Un chauffeur devenu tueur à gage
Chauffeur attitré des Junglers, Bai Lowe a participé directement à l’élimination de toute forme d’opposition sous Jammeh, au pouvoir de 1994 à 2017. Parmi ses victimes figure notamment Deyda Hydara, correspondant de l’AFP pendant plus de 30 ans, cofondateur du journal indépendant The Point, abattu par balles le 16 décembre 2004. Mais aussi un avocat, Ousman Sillah, qui a réchappé à une tentative de meurtre, ainsi que deux employées du journal de Deyda Hydara. Un ancien soldat gambien, Dawda Nyassi, a lui aussi été assassiné avec la complicité de Bai Lowe.

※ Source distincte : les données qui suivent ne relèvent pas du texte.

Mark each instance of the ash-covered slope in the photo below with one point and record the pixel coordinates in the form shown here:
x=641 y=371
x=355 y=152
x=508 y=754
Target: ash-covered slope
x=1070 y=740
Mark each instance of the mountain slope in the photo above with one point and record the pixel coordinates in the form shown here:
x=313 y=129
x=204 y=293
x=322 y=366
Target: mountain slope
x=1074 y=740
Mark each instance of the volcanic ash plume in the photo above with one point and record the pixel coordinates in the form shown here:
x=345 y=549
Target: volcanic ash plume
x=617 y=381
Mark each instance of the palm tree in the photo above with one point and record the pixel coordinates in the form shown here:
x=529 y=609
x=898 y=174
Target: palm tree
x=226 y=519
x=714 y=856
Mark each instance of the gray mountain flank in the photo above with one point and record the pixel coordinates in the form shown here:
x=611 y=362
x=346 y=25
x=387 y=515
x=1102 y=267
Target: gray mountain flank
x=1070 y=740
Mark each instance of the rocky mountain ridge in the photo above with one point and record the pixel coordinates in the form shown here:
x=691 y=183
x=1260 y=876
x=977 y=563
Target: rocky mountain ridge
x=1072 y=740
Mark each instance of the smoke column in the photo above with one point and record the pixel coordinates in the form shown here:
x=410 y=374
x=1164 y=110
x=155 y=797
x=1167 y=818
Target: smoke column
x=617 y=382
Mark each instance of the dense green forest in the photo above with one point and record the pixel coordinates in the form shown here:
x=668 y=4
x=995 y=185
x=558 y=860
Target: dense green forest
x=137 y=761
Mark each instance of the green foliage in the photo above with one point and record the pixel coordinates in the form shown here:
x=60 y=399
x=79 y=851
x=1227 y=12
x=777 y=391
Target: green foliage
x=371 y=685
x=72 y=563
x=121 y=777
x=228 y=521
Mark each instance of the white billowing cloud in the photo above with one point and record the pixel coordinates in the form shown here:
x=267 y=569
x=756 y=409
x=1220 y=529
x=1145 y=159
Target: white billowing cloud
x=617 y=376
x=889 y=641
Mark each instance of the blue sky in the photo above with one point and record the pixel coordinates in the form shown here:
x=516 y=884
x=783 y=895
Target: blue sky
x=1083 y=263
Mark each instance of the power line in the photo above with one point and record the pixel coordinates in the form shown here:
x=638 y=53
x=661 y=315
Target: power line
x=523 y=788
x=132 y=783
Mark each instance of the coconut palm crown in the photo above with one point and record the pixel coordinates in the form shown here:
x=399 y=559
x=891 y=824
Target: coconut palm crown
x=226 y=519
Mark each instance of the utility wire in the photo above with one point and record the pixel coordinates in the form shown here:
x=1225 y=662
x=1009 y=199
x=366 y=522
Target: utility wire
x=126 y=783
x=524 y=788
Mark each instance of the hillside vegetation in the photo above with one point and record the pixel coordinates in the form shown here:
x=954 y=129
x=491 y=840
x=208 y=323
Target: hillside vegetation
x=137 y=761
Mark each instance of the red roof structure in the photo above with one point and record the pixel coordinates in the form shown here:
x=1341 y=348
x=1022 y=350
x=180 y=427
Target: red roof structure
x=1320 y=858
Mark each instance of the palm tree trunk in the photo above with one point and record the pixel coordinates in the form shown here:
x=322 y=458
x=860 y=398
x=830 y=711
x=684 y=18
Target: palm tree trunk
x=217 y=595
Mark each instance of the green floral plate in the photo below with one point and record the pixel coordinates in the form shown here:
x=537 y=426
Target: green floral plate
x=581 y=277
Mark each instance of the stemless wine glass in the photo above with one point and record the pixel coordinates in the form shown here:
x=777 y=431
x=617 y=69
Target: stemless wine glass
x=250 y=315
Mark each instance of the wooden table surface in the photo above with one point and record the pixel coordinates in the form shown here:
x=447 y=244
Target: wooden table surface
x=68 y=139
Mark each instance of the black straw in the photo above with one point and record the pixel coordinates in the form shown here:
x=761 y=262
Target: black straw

Un procès historique en vertu de la compétence universelle
Ce procès, une première du genre, a pu se tenir en Allemagne en vertu du principe de « compétence universelle ». Il permet à la justice allemande de poursuivre les auteurs de crimes internationaux les plus graves, quelle que soit leur nationalité et où qu’ils aient été commis. Une demande d’assistance avait été adressée aux autorités gambiennes, restée lettre morte. Mais le tribunal de Celle a réussi à réunir suffisamment d’éléments à charge, dont des photos de Lowe en uniforme et une interview radio accablante datant de 2013.
La Cour a clos définitivement la procédure et confirmé la sentence.
Communiqué de la Cour fédérale de Justice
Un réfugié interpellé en Allemagne
Réfugié en Allemagne depuis 2012, Bai Lowe avait été arrêté en mars 2021 à Hanovre. Selon des sources proches de l’enquête, c’est son interview détaillée à la radio sur ses crimes qui aurait précipité son interpellation, bien qu’il ait tenté de minimiser son rôle. Condamné en juin 2022 à la perpétuité, il avait fait appel, en vain. La Cour fédérale vient donc de confirmer définitivement le jugement, n’ayant « relevé aucune erreur de droit préjudiciable à l’accusé ».
Les crimes de Jammeh en question
Au-delà du cas Bai Lowe, ce sont tous les crimes commis sous Yahya Jammeh qui se retrouvent sous les projecteurs. L’ex-dictateur, en exil en Guinée équatoriale depuis sa chute, est accusé d’avoir fait régner la terreur durant ses 22 ans de pouvoir, éliminant opposants et voix critiques. De nombreuses zones d’ombre demeurent sur le nombre exact de victimes et les commanditaires. La condamnation d’un Jungler ouvre la voie à d’autres procès, pour que toute la lumière soit faite sur l’un des régimes les plus sombres d’Afrique de l’Ouest.